Scritto da: Marco Maccaroni
tecnologia domotica

Hal 9000 è forse la prima cosa che ci viene in mente se pensiamo ad ambienti controllati da una qualche “entità” non umana che dovrebbe semplificare la vita e invece si rivela letale. Per fortuna però la tecnologia domotica, almeno per ora, non produce di questi mostri e anzi si rivela un’interessante possibilità che troppo spesso, per ignoranza, non viene presa in considerazione in modo adeguato.

Una casa domotica

La tecnologia domotica è in grado di gestire diversi aspetti della vita domestica, tra cui l’illuminazione, la temperatura ambientale, l’home theatre, l’impianto di sicurezza, eventuali sistemi antincendio e di rilevazione di fughe di gas. Un impianto domotico è però anche in grado di salvaguardare il benessere umano in casa se viene messo nelle condizioni, per esempio, di gestire i carichi elettrici per intervenire in caso di anomalie, evitando così pericolosi sbalzi di corrente.

Se però il 51% delle richieste di progettazione di un impianto a tecnologia domotica nascono da motivi puramente estetici e di moda è evidente come siano ancora poco note le vere potenzialità di in impianto domotico.

Progettare un impianto a tecnologia domotica che gestisca luce, riscaldamento e sicurezza permette non solo di avere sempre a portata di mano, con un telecomando o, sempre più spesso, con un’app scaricata sul telefono, il comfort di casa quando siamo in ufficio o in vacanza ma riduce anche il dispendio energetico della casa, rende l’ambiente più vivibile in caso di persone con esigenze particolari e riduce i lavori da svolgere in caso di manutenzione o espansione dei sistemi.

Domotica a misura d’uomo

Come gli architetti che cercano fare del benessere del cliente la base su cui poggia ogni decisione in termini di progettazione di un’abitazione, i progettisti di impianti a tecnologia domotica cercano di tradurre in soluzioni tecnologiche quelle che possono essere le più diverse esigenze umane.

Esempi classici sono le persone che lavorano tutto il giorno fuori casa e, d’inverno come d’estate, vogliono in casa il clima ideale quando rientrano la sera e non vogliono doversi preoccupare di dover cercare al buio un interruttore per accendere le luci del vialetto.

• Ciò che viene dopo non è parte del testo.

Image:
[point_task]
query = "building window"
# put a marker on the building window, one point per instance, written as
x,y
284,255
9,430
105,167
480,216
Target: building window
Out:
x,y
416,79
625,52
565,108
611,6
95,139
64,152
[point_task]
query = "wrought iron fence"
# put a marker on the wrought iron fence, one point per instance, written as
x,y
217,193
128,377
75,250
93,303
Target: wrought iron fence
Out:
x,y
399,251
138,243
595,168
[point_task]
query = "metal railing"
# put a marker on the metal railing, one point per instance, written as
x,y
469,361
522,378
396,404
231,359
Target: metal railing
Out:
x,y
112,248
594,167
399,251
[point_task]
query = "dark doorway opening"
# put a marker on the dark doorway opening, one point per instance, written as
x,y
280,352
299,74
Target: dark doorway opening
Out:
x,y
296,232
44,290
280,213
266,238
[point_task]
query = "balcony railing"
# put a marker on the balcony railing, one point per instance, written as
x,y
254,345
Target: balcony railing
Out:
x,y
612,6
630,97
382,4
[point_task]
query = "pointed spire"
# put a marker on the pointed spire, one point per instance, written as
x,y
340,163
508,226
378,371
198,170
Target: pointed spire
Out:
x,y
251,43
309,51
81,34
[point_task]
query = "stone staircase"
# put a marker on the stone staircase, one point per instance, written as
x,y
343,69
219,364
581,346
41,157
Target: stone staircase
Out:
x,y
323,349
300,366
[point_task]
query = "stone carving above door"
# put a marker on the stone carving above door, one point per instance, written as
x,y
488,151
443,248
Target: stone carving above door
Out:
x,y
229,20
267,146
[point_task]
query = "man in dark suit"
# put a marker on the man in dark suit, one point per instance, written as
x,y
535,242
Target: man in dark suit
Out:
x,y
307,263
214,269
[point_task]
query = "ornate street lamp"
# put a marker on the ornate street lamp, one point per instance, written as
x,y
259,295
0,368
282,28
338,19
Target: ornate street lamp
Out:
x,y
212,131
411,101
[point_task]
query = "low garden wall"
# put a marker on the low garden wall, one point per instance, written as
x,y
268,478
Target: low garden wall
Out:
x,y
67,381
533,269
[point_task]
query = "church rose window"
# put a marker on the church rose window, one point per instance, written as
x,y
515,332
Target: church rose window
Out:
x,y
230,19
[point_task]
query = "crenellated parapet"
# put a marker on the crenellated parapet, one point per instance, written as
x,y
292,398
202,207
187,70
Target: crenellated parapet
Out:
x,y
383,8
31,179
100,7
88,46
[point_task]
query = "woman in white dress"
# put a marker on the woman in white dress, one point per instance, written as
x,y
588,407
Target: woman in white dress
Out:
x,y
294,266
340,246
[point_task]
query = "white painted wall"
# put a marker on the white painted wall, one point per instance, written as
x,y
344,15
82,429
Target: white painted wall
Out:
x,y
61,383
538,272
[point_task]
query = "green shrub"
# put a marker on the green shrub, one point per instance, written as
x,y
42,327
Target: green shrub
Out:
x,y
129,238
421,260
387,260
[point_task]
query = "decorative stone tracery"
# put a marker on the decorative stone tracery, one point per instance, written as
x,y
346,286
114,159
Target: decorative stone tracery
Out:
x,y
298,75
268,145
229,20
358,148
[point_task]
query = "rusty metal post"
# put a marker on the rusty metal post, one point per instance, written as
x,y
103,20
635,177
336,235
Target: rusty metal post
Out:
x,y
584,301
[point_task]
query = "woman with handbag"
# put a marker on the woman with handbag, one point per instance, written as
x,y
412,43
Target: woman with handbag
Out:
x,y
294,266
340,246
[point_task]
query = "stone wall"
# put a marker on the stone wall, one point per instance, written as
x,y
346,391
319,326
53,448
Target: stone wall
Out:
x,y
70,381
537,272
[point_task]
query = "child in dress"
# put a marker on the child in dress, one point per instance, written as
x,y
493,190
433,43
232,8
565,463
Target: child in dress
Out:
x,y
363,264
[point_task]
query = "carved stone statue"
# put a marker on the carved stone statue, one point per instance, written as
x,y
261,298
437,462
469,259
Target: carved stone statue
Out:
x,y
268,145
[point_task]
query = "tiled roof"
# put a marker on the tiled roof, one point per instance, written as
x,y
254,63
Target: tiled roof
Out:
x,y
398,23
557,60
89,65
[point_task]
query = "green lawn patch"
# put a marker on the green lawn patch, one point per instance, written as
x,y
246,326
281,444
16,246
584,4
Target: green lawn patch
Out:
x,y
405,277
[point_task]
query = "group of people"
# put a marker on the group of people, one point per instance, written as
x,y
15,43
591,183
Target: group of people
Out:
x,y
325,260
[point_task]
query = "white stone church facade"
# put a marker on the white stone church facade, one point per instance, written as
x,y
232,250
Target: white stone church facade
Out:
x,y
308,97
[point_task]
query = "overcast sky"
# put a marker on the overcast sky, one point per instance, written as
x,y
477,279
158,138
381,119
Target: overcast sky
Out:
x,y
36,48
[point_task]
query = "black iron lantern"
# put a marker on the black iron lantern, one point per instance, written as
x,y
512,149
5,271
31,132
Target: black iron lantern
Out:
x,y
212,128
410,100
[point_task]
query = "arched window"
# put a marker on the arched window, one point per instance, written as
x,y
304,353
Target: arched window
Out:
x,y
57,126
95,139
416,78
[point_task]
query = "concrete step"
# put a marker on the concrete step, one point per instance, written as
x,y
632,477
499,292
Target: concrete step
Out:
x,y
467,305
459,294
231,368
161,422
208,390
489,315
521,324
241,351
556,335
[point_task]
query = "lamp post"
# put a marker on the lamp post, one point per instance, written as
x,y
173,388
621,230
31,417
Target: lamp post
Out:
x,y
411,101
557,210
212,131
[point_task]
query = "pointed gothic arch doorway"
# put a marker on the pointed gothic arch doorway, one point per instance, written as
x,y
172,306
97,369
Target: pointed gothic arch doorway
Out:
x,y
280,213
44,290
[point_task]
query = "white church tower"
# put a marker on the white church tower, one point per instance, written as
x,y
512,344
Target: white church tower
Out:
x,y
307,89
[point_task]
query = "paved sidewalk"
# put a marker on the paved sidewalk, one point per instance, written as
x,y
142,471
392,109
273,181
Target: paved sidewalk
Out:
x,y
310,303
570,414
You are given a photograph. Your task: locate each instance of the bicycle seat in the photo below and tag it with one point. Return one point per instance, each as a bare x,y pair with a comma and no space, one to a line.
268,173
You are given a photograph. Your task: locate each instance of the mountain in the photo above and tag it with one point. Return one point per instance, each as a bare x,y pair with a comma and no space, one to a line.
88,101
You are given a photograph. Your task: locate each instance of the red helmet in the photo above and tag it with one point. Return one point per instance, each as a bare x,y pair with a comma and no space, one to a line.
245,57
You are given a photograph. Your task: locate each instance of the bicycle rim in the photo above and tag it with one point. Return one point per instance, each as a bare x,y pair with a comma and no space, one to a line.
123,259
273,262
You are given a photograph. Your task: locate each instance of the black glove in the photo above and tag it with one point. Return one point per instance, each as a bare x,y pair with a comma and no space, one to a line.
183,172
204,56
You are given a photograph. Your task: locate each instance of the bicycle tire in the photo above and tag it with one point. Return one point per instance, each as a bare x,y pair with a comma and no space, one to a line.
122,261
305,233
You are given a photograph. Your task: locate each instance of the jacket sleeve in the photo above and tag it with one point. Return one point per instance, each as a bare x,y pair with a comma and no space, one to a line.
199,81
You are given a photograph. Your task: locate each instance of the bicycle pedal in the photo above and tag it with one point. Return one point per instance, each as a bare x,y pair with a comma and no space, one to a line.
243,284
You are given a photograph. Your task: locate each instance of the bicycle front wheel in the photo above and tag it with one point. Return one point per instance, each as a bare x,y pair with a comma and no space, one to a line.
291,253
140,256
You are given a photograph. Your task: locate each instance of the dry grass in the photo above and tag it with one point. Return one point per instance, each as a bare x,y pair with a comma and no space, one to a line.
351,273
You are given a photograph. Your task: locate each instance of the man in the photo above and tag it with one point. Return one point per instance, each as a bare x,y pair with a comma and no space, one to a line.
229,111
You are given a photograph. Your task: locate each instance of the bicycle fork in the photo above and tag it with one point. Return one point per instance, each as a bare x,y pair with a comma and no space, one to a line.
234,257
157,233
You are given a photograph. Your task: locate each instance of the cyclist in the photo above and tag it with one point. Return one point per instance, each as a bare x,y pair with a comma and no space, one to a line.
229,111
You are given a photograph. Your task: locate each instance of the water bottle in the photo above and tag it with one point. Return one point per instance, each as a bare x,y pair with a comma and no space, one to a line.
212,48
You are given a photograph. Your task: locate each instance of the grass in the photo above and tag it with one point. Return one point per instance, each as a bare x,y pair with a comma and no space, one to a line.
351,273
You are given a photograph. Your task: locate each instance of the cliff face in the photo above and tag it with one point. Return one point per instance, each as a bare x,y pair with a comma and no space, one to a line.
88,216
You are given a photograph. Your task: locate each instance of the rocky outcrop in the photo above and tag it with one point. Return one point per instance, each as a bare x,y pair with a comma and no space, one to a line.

Oltre a queste soluzioni di base è possibile però, con un impianto domotico, gestire da telecomando le serrande se, per impedimenti fisici, non è possibile alzarle a mano o ancora aprire la porta di casa con il videocitofono o al contrario impedire l’accesso a soggetti indesiderati e far scattare l’allarme. È già possibile automatizzare singolarmente queste diverse azioni, per le serrande esistono modelli con alzaserranda elettrico, quello che l’impianto domotico fa è riunire in un oggetto, telefono o telecomando o centralina a parete, il controllo e l’automazione di queste azioni. E se il benessere è il motivo che spinge a creare un impianto domotico è evidente come una gestione intelligente di questi sistemi aiuti anche a migliorare l’efficienza energetica della casa riducendo gli sprechi.

Questione di dimensioni

Abbiamo parlato di automazione ed è quindi il caso di distinguere domotica e building automation, che sono due idee molto vicine nella teoria ma distanti nella pratica e nelle dimensioni. La tecnologia domotica viene riferita solitamente a impianti realizzati per abitazioni e del resto è la parola stessa che ci suggerisce il campo d’azione: domotica viene da domos, casa in greco antico. La building automation si occupa invece di automatizzare non una singola casa o palazzina ma di gestire edifici pubblici e industriali.